I don't know about appropriation, but I do know that she wouldn't use biblical or puritan beliefs of witchcraft. so Native American beliefs get fictionalized, but Christian beliefs don't.

deal with the devil like witchcraft is maybe not possible and she might have risked more backlash if she had included more Native American magic, but there's more flavor to American magic than the Salem witch trails!

(Anonymous) 2016-03-13 10:21 pm (UTC)(link)

she didn't even bother to write from the POV Native American magic users, no, it was all about the discovery of the "New World" through Europeans, even if she sugarcoated it with the claim that magic users already knew of each others existence. She treats Native American cultures like one culture and they didn't even have a wizard school before the Europeans arrived.


Well writing from the POV of the Indian when she herself is European actually would be appropriation and it would be superimposing white colonialist ideas over Native American identity. She made the right call there. It is also very unlikely that there would be defined schools in the European sense for most tribes.

(Anonymous) 2016-03-13 11:17 pm (UTC)(link)
so to avoid appropriation you just write out the superimposing white colonialist ideas of discovering a "new world", as human settlement don't count until it's a white dude?

sorry, but it's more problematic to not try, even if we are used to this narrative.
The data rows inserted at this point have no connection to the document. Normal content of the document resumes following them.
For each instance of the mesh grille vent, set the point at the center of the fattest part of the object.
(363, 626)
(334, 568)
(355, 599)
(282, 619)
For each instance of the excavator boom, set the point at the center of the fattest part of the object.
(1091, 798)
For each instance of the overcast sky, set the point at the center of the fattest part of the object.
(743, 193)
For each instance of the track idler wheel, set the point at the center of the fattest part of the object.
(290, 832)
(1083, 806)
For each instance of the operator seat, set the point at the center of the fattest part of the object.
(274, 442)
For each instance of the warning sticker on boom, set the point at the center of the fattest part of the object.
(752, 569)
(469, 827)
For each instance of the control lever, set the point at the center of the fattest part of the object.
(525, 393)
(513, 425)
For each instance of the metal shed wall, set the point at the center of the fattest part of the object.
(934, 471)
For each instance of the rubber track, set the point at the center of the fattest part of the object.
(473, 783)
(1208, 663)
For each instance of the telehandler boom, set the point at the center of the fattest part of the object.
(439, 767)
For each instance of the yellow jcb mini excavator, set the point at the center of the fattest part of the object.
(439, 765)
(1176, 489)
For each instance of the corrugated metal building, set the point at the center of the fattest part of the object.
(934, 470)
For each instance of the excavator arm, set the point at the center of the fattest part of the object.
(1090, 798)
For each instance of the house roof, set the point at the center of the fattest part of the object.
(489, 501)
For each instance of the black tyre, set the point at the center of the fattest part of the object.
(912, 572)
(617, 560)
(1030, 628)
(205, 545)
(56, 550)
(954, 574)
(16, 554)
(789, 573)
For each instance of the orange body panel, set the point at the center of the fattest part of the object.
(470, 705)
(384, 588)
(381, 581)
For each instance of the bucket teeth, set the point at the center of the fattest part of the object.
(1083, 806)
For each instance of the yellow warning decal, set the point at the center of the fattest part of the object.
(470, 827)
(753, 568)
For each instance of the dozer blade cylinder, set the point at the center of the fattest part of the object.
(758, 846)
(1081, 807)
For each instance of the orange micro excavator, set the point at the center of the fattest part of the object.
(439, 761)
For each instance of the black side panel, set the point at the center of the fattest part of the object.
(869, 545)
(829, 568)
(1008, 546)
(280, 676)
(Anonymous) 2016-03-14 05:26 am (UTC)(link)
"Though European explorers called it ‘the New World’ when they first reached the continent, wizards had known about America long before Muggles (Note: while every nationality has its own term for ‘Muggle,’ the American community uses the slang term No-Maj, short for ‘No Magic’). Various modes of magical travel – brooms and Apparition among them – not to mention visions and premonitions, meant that even far-flung wizarding communities were in contact with each other from the Middle Ages onwards.
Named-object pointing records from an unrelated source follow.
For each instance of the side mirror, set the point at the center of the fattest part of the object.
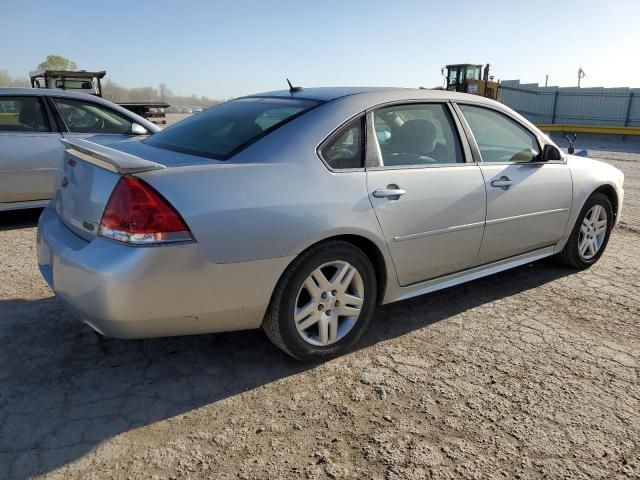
(550, 152)
(137, 129)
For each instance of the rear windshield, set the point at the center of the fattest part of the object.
(222, 131)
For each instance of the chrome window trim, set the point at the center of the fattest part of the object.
(45, 115)
(374, 160)
(54, 102)
(333, 134)
(476, 149)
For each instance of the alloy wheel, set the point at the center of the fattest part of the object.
(593, 232)
(329, 303)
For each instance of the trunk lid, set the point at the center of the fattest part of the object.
(86, 179)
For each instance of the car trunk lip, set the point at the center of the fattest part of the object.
(109, 158)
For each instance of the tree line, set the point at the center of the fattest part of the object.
(113, 91)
The Native American magical community and those of Europe and Africa had known about each other long before the immigration of European No-Majs in the seventeenth century. They were already aware of the many similarities between their communities."

Literally the opening paragraphs of the article. WTF are you even on about.
bigpaw: (Default)

[personal profile] bigpaw 2016-03-13 10:35 pm (UTC)(link)
The bit about wizards all knowing each others' existence for forever is what really threw me, because like...how could that not totally alter the course of history? I can't imagine a world where ancient peoples had access to long-distance communication and transportation turning out exactly the same as our world.

I mean obviously I'm not expecting JKR to write a whole alternate history. But it seems like an odd detail to just casually throw in and not expand on at all.

(Anonymous) 2016-03-13 11:30 pm (UTC)(link)
ikr. there was some level of progress when it came to charm and magic research in magic history she described so far, so I wish that quick and easy long-distance communication hadn't been invented back then.

there could be rumours about it, or a ship route that took months (s. vikings).